With a mischievous grin on her face, Nora beckons the camera closer and points significantly into the dining room where low voices can be heard just out of view. The camera creeps slowly around the corner, bringing Alex and Henry into frame. They’ve washed most of the blood off, and Alex isn’t wearing a shirt as they sit beside the table; Henry’s chair is pulled up next to Alex’s injured side so that he can carefully wrap a bandage around Alex’s shoulder.
“You really don’t have to do that,” Alex protests. “It’s already starting to heal.”

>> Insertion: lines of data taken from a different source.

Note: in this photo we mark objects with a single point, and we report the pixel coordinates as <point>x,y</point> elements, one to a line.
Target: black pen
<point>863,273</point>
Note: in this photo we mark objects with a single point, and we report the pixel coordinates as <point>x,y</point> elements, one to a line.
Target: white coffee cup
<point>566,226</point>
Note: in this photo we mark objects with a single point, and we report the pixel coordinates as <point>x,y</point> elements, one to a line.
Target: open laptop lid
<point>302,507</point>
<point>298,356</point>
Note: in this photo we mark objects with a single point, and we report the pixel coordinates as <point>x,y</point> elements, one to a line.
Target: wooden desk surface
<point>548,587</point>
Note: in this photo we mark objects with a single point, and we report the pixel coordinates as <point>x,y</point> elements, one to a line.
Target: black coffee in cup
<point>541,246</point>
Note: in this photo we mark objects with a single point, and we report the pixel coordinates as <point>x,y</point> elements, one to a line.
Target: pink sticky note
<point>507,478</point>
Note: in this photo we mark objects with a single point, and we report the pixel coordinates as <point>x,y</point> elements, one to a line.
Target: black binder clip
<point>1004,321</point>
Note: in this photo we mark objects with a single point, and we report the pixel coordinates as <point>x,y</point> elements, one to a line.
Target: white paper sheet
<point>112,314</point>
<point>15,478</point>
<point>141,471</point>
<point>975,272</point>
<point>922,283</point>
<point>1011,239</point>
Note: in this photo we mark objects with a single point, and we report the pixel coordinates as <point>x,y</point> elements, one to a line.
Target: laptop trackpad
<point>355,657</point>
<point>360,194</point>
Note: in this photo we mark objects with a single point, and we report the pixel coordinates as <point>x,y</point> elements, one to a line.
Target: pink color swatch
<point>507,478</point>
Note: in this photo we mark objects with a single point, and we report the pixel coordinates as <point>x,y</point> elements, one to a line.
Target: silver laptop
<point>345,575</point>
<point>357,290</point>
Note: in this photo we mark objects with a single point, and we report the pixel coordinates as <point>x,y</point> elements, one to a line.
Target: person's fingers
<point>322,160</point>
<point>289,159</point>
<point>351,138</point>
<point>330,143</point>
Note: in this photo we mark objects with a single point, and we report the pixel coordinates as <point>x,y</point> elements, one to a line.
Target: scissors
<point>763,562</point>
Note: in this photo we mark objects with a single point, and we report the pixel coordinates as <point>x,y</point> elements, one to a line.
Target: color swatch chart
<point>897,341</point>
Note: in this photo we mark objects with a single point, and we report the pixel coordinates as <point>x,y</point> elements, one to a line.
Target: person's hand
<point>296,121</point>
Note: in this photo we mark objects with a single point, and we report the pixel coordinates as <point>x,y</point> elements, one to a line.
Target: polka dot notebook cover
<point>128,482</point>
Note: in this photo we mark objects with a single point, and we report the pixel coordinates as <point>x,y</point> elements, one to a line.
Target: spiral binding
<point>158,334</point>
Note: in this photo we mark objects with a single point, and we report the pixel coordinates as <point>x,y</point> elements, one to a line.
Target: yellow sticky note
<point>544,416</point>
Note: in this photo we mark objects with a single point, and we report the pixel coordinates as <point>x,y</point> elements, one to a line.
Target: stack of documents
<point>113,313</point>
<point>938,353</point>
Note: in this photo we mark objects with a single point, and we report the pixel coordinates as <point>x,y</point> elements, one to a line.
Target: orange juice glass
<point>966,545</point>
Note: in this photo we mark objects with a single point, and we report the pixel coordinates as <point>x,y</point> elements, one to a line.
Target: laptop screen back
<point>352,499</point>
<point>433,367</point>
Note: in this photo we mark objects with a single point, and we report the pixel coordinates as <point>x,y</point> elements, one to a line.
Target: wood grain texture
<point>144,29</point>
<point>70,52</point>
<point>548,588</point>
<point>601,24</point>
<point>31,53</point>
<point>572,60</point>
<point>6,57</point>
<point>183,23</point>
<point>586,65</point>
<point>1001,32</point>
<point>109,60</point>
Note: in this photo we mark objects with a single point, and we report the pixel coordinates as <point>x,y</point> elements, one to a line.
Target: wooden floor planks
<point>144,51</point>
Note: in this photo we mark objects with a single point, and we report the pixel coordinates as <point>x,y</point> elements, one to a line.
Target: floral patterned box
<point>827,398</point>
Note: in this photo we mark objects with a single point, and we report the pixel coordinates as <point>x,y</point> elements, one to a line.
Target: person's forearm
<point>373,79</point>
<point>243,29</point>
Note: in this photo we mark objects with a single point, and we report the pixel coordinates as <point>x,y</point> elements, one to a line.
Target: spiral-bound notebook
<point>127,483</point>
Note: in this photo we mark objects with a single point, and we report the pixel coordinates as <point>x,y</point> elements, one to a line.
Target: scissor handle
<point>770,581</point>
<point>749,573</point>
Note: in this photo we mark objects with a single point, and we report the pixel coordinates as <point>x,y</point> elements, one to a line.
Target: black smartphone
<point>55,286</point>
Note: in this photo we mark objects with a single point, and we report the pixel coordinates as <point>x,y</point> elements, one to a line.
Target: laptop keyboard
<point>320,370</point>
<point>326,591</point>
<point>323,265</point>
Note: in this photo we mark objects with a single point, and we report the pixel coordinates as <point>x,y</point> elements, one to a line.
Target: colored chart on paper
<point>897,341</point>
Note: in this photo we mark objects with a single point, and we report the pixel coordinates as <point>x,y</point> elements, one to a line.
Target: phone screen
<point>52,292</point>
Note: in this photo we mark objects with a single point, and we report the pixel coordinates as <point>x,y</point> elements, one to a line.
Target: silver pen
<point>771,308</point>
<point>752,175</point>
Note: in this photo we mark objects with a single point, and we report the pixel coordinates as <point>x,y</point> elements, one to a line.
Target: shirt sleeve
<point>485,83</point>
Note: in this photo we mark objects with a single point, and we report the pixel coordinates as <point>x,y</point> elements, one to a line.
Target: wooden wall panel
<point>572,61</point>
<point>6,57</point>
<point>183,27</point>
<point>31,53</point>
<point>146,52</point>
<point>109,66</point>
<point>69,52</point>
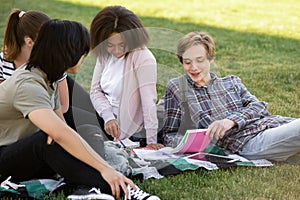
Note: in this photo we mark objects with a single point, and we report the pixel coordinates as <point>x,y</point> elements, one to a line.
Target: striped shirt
<point>7,68</point>
<point>222,98</point>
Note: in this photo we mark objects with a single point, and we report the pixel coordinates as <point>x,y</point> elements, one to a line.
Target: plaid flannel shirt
<point>222,98</point>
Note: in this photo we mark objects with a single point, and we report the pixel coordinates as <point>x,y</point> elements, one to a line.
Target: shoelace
<point>7,184</point>
<point>96,190</point>
<point>138,193</point>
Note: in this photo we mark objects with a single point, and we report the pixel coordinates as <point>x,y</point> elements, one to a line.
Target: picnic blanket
<point>157,164</point>
<point>145,164</point>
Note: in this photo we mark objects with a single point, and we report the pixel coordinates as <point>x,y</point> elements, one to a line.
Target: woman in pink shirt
<point>123,89</point>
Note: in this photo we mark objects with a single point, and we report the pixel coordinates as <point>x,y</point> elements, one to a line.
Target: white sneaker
<point>139,194</point>
<point>84,193</point>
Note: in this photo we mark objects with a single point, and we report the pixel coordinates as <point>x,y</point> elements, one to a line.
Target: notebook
<point>193,141</point>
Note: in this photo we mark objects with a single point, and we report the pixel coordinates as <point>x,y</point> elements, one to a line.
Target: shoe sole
<point>90,197</point>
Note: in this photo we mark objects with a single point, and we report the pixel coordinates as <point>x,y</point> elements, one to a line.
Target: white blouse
<point>111,81</point>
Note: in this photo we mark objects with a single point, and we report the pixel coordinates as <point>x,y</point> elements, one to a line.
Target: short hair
<point>58,47</point>
<point>19,25</point>
<point>117,19</point>
<point>196,38</point>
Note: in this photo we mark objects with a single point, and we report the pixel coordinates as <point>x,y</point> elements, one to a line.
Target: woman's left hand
<point>218,128</point>
<point>155,146</point>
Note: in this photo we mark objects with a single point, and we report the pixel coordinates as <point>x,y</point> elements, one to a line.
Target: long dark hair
<point>117,19</point>
<point>58,47</point>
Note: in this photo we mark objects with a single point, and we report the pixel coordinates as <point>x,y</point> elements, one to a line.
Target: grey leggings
<point>277,144</point>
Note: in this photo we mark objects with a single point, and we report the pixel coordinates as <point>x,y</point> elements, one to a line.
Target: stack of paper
<point>193,141</point>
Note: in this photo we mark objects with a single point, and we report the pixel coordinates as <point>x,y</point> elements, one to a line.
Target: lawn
<point>257,40</point>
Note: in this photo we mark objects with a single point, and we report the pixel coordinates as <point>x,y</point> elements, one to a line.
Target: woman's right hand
<point>112,128</point>
<point>116,181</point>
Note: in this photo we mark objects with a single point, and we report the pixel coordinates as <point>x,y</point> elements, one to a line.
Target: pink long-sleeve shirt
<point>137,107</point>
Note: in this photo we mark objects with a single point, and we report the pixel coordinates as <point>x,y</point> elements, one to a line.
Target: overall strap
<point>186,121</point>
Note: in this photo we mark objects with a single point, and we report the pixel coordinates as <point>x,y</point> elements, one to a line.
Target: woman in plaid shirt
<point>234,117</point>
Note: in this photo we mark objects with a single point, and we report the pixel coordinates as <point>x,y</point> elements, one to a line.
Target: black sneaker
<point>139,194</point>
<point>84,193</point>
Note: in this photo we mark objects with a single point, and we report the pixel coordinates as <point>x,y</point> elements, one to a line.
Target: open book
<point>193,141</point>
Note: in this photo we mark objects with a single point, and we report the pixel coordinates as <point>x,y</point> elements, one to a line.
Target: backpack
<point>186,121</point>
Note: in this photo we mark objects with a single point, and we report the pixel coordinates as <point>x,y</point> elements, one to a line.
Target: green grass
<point>257,40</point>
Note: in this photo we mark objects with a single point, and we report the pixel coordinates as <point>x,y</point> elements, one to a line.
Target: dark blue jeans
<point>32,157</point>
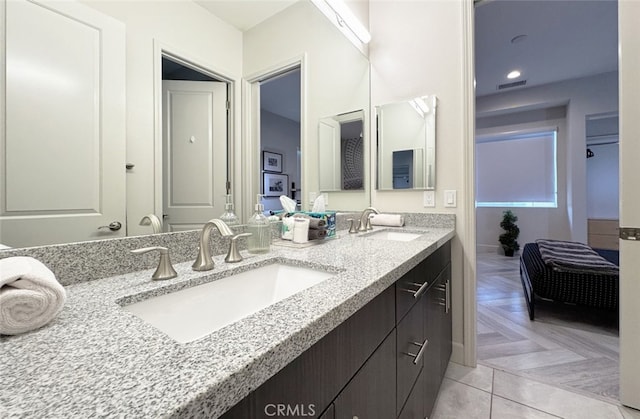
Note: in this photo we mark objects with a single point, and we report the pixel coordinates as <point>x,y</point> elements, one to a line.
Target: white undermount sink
<point>402,236</point>
<point>192,313</point>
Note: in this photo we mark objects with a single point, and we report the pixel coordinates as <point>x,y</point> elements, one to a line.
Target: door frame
<point>160,51</point>
<point>249,160</point>
<point>469,290</point>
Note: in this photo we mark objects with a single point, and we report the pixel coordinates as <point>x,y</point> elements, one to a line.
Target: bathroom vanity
<point>387,360</point>
<point>356,344</point>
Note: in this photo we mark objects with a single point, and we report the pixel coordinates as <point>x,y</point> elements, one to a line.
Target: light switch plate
<point>429,199</point>
<point>312,197</point>
<point>450,200</point>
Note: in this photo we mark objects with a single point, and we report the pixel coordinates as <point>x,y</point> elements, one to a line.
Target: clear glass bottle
<point>229,217</point>
<point>260,229</point>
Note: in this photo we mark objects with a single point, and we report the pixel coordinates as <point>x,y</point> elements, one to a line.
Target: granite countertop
<point>96,360</point>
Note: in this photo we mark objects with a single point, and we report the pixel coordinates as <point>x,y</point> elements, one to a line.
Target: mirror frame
<point>421,106</point>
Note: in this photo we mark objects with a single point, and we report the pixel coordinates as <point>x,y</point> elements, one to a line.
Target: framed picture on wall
<point>271,162</point>
<point>275,184</point>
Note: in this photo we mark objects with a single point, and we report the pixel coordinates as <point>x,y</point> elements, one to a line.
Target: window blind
<point>517,170</point>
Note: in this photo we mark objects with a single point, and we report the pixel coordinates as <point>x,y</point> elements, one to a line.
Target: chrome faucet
<point>204,262</point>
<point>365,222</point>
<point>165,269</point>
<point>153,221</point>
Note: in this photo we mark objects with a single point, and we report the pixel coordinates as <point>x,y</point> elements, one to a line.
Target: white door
<point>62,135</point>
<point>629,16</point>
<point>194,152</point>
<point>329,138</point>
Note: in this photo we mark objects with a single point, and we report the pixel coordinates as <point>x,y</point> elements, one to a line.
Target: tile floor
<point>488,393</point>
<point>563,365</point>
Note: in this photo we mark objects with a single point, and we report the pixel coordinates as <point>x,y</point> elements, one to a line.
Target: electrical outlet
<point>450,200</point>
<point>429,199</point>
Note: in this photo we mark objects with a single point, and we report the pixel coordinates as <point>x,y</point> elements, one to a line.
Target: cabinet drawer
<point>316,376</point>
<point>410,347</point>
<point>412,286</point>
<point>371,393</point>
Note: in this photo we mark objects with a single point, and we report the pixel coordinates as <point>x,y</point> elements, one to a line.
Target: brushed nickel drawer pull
<point>418,293</point>
<point>422,346</point>
<point>448,296</point>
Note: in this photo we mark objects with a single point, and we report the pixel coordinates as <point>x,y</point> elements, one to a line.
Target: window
<point>517,170</point>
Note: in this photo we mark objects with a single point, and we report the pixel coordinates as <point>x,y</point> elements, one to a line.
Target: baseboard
<point>457,355</point>
<point>487,248</point>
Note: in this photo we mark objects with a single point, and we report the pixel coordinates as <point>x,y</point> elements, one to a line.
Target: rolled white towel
<point>389,220</point>
<point>30,295</point>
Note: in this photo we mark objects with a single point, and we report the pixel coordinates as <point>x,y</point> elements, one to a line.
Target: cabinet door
<point>414,408</point>
<point>410,351</point>
<point>317,376</point>
<point>371,393</point>
<point>446,334</point>
<point>431,375</point>
<point>330,413</point>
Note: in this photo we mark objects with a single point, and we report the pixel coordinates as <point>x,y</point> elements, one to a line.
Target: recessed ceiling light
<point>518,38</point>
<point>513,75</point>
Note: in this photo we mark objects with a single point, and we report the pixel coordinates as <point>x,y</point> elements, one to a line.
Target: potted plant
<point>508,239</point>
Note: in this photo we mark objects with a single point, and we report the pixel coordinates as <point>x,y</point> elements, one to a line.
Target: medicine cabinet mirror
<point>407,144</point>
<point>341,157</point>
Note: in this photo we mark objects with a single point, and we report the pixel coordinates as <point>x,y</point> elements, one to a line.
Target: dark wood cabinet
<point>330,413</point>
<point>385,361</point>
<point>414,407</point>
<point>410,352</point>
<point>371,392</point>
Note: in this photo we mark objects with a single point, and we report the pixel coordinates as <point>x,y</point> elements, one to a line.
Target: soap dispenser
<point>229,217</point>
<point>260,229</point>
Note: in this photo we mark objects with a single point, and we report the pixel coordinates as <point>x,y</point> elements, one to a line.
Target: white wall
<point>417,49</point>
<point>629,16</point>
<point>189,30</point>
<point>585,96</point>
<point>603,193</point>
<point>280,135</point>
<point>335,80</point>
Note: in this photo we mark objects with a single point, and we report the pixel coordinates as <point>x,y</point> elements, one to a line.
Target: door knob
<point>113,226</point>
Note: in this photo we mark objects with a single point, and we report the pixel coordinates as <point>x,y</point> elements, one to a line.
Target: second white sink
<point>195,312</point>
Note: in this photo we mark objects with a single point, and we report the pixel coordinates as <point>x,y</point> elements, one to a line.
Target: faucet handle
<point>352,226</point>
<point>165,269</point>
<point>368,223</point>
<point>234,255</point>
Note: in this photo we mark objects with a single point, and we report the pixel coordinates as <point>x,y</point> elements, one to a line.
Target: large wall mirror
<point>341,160</point>
<point>69,166</point>
<point>334,84</point>
<point>407,144</point>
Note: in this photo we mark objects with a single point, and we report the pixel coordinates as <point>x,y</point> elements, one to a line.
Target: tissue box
<point>328,216</point>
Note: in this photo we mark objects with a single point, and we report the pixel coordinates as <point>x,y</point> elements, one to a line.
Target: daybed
<point>593,283</point>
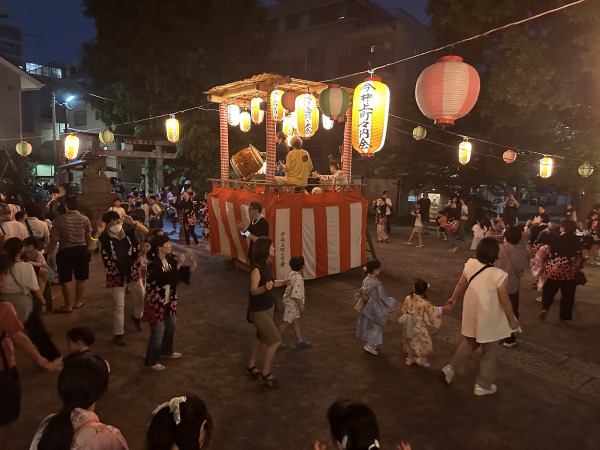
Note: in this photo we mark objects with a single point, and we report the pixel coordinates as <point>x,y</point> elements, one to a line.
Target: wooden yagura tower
<point>329,229</point>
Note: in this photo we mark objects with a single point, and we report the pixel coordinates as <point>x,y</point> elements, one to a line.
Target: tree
<point>538,84</point>
<point>153,57</point>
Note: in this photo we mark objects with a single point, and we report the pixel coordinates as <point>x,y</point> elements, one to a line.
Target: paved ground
<point>549,385</point>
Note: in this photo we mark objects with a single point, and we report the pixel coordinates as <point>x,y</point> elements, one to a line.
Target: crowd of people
<point>56,241</point>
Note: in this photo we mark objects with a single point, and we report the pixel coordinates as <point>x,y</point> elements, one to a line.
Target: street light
<point>68,99</point>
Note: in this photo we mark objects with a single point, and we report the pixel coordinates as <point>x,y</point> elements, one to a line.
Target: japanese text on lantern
<point>308,109</point>
<point>365,114</point>
<point>275,102</point>
<point>282,250</point>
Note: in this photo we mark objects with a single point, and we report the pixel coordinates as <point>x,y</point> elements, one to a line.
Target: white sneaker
<point>448,373</point>
<point>371,349</point>
<point>478,390</point>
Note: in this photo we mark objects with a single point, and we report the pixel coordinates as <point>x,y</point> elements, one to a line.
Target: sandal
<point>252,372</point>
<point>269,380</point>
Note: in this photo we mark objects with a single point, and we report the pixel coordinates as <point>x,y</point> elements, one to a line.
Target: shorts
<point>291,312</point>
<point>10,393</point>
<point>266,331</point>
<point>73,260</point>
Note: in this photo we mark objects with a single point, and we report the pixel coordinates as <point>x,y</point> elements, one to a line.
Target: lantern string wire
<point>474,152</point>
<point>515,148</point>
<point>462,41</point>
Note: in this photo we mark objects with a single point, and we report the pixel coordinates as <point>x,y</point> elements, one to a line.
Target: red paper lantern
<point>509,156</point>
<point>447,90</point>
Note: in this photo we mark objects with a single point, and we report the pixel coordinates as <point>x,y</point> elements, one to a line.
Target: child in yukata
<point>293,302</point>
<point>373,317</point>
<point>417,314</point>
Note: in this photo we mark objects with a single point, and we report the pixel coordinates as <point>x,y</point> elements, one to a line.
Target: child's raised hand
<point>319,446</point>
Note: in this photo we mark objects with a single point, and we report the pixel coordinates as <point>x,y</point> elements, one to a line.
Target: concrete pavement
<point>548,385</point>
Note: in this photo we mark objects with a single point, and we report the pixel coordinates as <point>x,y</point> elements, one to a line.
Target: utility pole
<point>54,149</point>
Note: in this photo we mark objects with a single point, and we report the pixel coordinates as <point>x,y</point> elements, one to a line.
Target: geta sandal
<point>270,381</point>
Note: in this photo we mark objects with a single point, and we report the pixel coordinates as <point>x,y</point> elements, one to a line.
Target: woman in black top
<point>260,311</point>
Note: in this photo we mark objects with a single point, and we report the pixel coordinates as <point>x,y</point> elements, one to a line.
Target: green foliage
<point>155,57</point>
<point>538,85</point>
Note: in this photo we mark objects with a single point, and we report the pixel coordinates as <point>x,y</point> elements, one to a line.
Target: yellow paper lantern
<point>233,115</point>
<point>369,116</point>
<point>464,152</point>
<point>71,147</point>
<point>307,115</point>
<point>106,136</point>
<point>327,122</point>
<point>23,148</point>
<point>245,121</point>
<point>546,167</point>
<point>172,129</point>
<point>258,115</point>
<point>287,126</point>
<point>277,112</point>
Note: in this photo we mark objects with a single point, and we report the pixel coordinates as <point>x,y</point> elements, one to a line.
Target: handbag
<point>580,278</point>
<point>452,225</point>
<point>362,298</point>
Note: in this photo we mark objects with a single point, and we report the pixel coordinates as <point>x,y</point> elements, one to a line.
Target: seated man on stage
<point>298,165</point>
<point>338,179</point>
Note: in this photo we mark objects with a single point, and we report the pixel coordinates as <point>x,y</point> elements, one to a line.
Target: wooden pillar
<point>271,127</point>
<point>347,153</point>
<point>224,135</point>
<point>160,176</point>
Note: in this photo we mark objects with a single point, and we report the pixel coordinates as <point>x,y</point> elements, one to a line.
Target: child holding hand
<point>417,314</point>
<point>293,302</point>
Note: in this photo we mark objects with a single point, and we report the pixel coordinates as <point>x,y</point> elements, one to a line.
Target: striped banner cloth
<point>328,229</point>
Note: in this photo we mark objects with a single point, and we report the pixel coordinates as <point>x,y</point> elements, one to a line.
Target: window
<point>315,59</point>
<point>292,22</point>
<point>79,118</point>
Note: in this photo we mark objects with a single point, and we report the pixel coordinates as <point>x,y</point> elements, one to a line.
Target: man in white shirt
<point>10,228</point>
<point>117,207</point>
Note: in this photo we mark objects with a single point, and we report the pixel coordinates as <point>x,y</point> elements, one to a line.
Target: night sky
<point>55,29</point>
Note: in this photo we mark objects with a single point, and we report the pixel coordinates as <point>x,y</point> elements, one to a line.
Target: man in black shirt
<point>258,226</point>
<point>424,205</point>
<point>511,208</point>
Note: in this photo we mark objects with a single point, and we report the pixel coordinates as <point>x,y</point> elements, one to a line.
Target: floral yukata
<point>373,318</point>
<point>417,314</point>
<point>89,433</point>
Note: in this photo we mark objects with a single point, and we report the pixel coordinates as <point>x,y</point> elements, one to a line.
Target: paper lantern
<point>370,109</point>
<point>233,115</point>
<point>258,115</point>
<point>546,167</point>
<point>509,156</point>
<point>307,115</point>
<point>585,170</point>
<point>419,133</point>
<point>245,121</point>
<point>287,126</point>
<point>464,152</point>
<point>327,122</point>
<point>71,147</point>
<point>106,136</point>
<point>277,113</point>
<point>23,148</point>
<point>334,102</point>
<point>447,90</point>
<point>172,129</point>
<point>288,100</point>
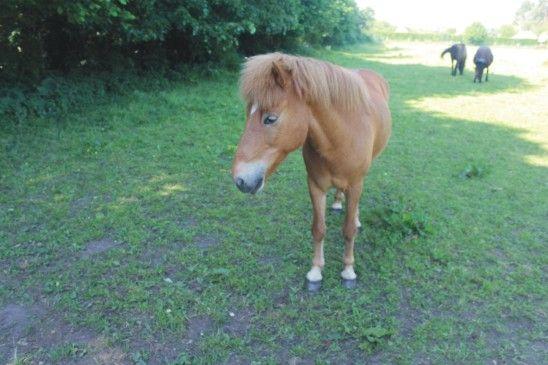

“Hush, you,” Henry replies fondly. “I’m not letting you walk around with an open wound. It’s bad enough that you could have been killed. You can’t just leap in front of projectile weapons, Alex. What if he had accidentally hit your heart?”
Alex shrugs his good shoulder. “Dunno. Wasn’t really thinking. Just couldn’t let you get hurt.”
“Did you forget that I was wearing a bloody protection amulet? That you had made for me?”
“First off, I might have,” Alex admits. His eyes narrow. “Secondly, you weren’t supposed to know that it was from me.”
“June gave you up.”
Alex sighs, staring down into his lap, and they sit in silence for a few minutes longer as Henry finishes up his work. He doesn’t pull away when he’s done, though; instead, he reaches up and cups Alex’s cheek with his hand, turning Alex’s face toward him.
“Hey,” he murmurs, “thank you for protecting me.”
One corner of Alex’s mouth tugs upward wryly. “Even if you don’t actually need protecting?”
“Especially then.”
Alex murmurs something so quietly the mic doesn’t clearly pick it up, but it sounds suspiciously like I think I might be in love with you.
Henry’s eyes go wide. “Oh.”
Alex winces. “Sorry, that was dumb—”
His words are cut off when Henry pulls him into a kiss, which Alex immediately melts into. He reaches forward, putting a hand on Henry’s waist as he leans into it, his lips parting to fit their mouths together.
There’s a clatter elsewhere in the house, and Alex jerks back in surprise. Then he looks up directly into the camera and scowls.
“Oh, fuck all the way off,” Alex huffs and, with a flick of his wrist, the dining room door slams shut.